Leonardo Egúrbida, gran maestro de la guitarra clásica.
Esa irreductible compenetración entre las manos y la guitarra crea una especie de aprecio, casi maniático, por el buen sonido del instrumento y su capacidad para el virtuosismo. Es proverbial cómo los guitarristas siempre buscan enmendar o corregir, en medio de un concierto o recital, la afinación del instrumento. El maestro Egúrbida no sólo fue un gran guitarrista clásico –su búsqueda de la afinación perfecta y la ejecución precisa pude comprobarla en tantas ocasiones en que acompañó a mi esposa, la mezzo-soprano Ilca López– sino que también comprobé su afición a la tradición de grandes “requintos” puertorriqueños, como Miguelito Alcaide, otros grandes guitarristas de la época dorada de los tríos de boleros en que él y yo nos criamos. Egúrbida me sorprendió con el aprecio de esa música en una “bohemia” celebrada en su casa, donde tuve el privilegio de escucharlo tocando música popular junto a los virtuosos Iván Rijos y Carlos Barbosa Lima.
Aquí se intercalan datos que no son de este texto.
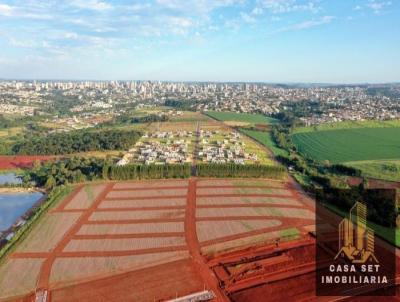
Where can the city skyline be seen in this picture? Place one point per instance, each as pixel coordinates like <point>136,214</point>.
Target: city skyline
<point>268,41</point>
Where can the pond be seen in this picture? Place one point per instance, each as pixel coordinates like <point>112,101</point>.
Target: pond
<point>14,205</point>
<point>10,178</point>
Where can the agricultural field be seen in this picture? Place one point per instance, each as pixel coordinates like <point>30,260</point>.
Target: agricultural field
<point>104,235</point>
<point>265,139</point>
<point>380,169</point>
<point>350,145</point>
<point>241,119</point>
<point>349,125</point>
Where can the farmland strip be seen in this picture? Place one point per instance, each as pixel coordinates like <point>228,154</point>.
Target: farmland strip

Como todo instrumento musical, la guitarra promueve filosofías de ejecución, se entablan campos adversativos con sus respectivos partidarios. La guitarra requiere atención máxima del público. Uno de las limitaciones de la guitarra es su proyección sonora, de ahí el esfuerzo por fabricar el instrumento perfecto para crear, con suficiente intensidad, sus múltiples valores musicales a partir de las notas. Es un instrumento de sonido frágil y delicado. Andrés Segovia sabía esto, jamás abandonó la pureza del sonido clásico de la guitarra, que por definición es pequeño. En el velorio, Iván Rijos me asegura que idealmente tocaría para doscientas o trescientas personas, porque más allá de eso sólo él puede disfrutar las sutilezas de su propio instrumento. Hay algo de ensimismamiento en los grandes guitarristas. El sonido de Narciso Yépes, los instrumentos y cuerdas que favorecía, sí aumentarían la proyección sonora, pero el beneficio acústico posiblemente se pagaría cuando la mayor riqueza de “armónicos” –la durabilidad de las vibraciones en el aire–afectara la nitidez y belleza del sonido. Escuchar a Rijos explicar esto mitigaba un poco la tristeza de perder al amigo. Más adelante en el sepelio, Rijos explicaría el ideal del maestro Egúrbida: El ideal era tocar “bonito”, es decir, con precisión, belleza y emoción. Es fácil advertir que ambos grandes guitarristas, Egúrbida y Rijos, maestro y discípulo, siempre pertenecerían a la escuela de Segovia.
En el acto de recordación, celebrado en el teatro del Conservatorio de Música, el virtuoso cuatrista Orlando Laureano interpretó la transcripción del concierto en la menor de Bach en un cuatro fabricado por el maestro Ladí. Fue una epifanía musical escuchar cómo el barroco de Bach un poco fue restituido, mediante el timbre metálico del cuatro, a sus orígenes en el clavecín. El memorioso cruce de ese contrapunteo de voces que es el barroco europeo con las ingenuas resonancias campesinas que el Monge cuatrista llevaba en parranda a mi casa, llegó a emocionarme.
Ilca López interpretó, acompañada por el guitarrista Alberto Rodríguez, el Cantar Marinero de Egúrbida, ello con una emoción casi imposible de sobrellevar y que hizo todavía más palpable su gran musicalidad como cantante. El maestro Egúrbida la compuso especialmente para su voz; con letra de Julia de Burgos, esta canción de arte vino a resumir lo más noble de nuestra vocación poética, musical y artística.
La muerte siempre asombra, a veces sorprende; cuando es serena ennoblece sus alrededores. Quizás sea la música el más preciado consuelo otorgado a nuestra mortalidad.